🤖 AI Summary
Existing surgical scene understanding methods rely on multi-sensor 3D data or explicit 3D annotations, making fine-grained spatial relationship modeling in real-world clinical settings—where only monocular RGB video is available—challenging. This paper introduces the first end-to-end vision-language large model tailored for operating rooms, requiring no additional hardware, expert annotations, or multimodal 3D inputs; instead, it implicitly learns 3D spatial semantics from raw RGB images alone. Our core innovation is a spatially enhanced feature fusion module that deeply integrates 2D visual features with lightweight 3D spatial priors estimated from single-view imagery, embedding them into a unified multimodal large language model framework to enable cross-modal 3D scene reasoning. Evaluated on multiple clinical benchmarks, our method achieves state-of-the-art performance with strong generalization—accurately interpreting unseen spatial configurations—and effectively supports intraoperative perception, risk alerting, and decision assistance.
📝 Abstract
Precise spatial modeling in the operating room (OR) is foundational to many clinical tasks, supporting intraoperative awareness, hazard avoidance, and surgical decision-making.
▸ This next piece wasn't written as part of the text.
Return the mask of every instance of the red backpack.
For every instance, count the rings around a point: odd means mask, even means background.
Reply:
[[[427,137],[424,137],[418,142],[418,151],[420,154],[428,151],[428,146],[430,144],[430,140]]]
While existing approaches leverage large-scale multimodal datasets for latent-space alignment to implicitly learn spatial relationships, they overlook the 3D capabilities of MLLMs. However, this approach raises two issues: (1) Operating rooms typically lack multiple video and audio sensors, making multimodal 3D data difficult to obtain; (2) Training solely on readily available 2D data fails to capture fine-grained details in complex scenes. To address this gap, we introduce Spatial-ORMLLM, the first large vision-language model for 3D spatial reasoning in operating rooms using only RGB modality to infer volumetric and semantic cues, enabling downstream medical tasks with detailed and holistic spatial context. Spatial-ORMLLM incorporates a Spatial-Enhanced Feature Fusion Block, which integrates 2D modality inputs with rich 3D spatial knowledge extracted by the estimation algorithm and then feeds the combined features into the visual tower. By employing a unified end-to-end MLLM framework, it combines powerful spatial features with textual features to deliver robust 3D scene reasoning without any additional expert annotations or sensor inputs. Experiments on multiple benchmark clinical datasets demonstrate that Spatial-ORMLLM achieves state-of-the-art performance and generalizes robustly to previously unseen surgical scenarios and downstream tasks.